Section titled “Chain files”

Download from UCSC:

Terminal window
# hg19 → hg38
wget https://hgdownload.soe.ucsc.edu/goldenPath/hg19/liftOver/hg19ToHg38.over.chain.gz


# hg38 → hg19
wget https://hgdownload.soe.ucsc.edu/goldenPath/hg38/liftOver/hg38ToHg19.over.chain.gz


# hg38 → T2T-CHM13v2.0
wget https://hgdownload.soe.ucsc.edu/goldenPath/hg38/liftOver/hg38ToHs1.over.chain.gz

Or run vcfkit liftover --list-chains to see known URLs.

How it works

Section titled “How it works”
  1. Parse the UCSC chain file into an interval index by source contig.
  2. For each VCF record, look up the chain block covering POS - 1 (0-based).
  3. Apply the chain offset to compute the lifted position.
  4. If the chain block has strand -, reverse-complement REF and ALT (unless --no-fix-swapped-ref).
  5. Optionally validate the lifted REF against the target FASTA.
  6. Records with no covering chain block are written to the reject file (if set).

Contig name mismatches

Section titled “Contig name mismatches”

b37 VCFs use contig names like 1, 2, X. UCSC chain files use chr1, chr2, chrX. These will never match, causing all records to be rejected.

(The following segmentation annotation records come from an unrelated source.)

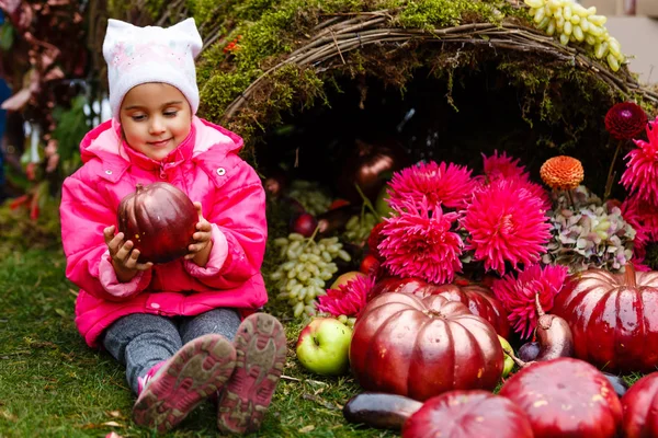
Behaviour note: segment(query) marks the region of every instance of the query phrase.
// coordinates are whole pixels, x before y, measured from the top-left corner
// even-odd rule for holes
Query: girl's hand
[[[107,227],[103,230],[103,237],[105,238],[105,244],[110,250],[116,279],[121,283],[127,283],[135,278],[140,270],[150,269],[154,264],[150,262],[137,263],[139,250],[134,250],[133,242],[124,240],[124,234],[122,232],[114,235],[114,226]]]
[[[203,217],[201,203],[194,203],[194,208],[198,212],[197,231],[192,234],[194,243],[188,246],[190,252],[185,255],[185,258],[191,260],[198,266],[205,266],[208,263],[211,250],[213,249],[213,241],[211,240],[213,228],[211,227],[211,222]]]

Pass --allow-contig-mismatch to suppress the pre-flight error and proceed (all records will be rejected). If you want them to actually map, rename contigs in your VCF first:

Terminal window
# Rename b37 → hg19 contig names
bcftools annotate --rename-chrs chr_name_conv.txt input_b37.vcf | \
  vcfkit liftover -s hg19.fa -t hg38.fa -c hg19ToHg38.over.chain.gz

Throughput

Section titled “Throughput”

On 1000 Genomes chr22 (1.1M records): ~164,000 records/second. No bcftools comparison available — the bcftools +liftover plugin requires manual compilation and was not available in the benchmark environment.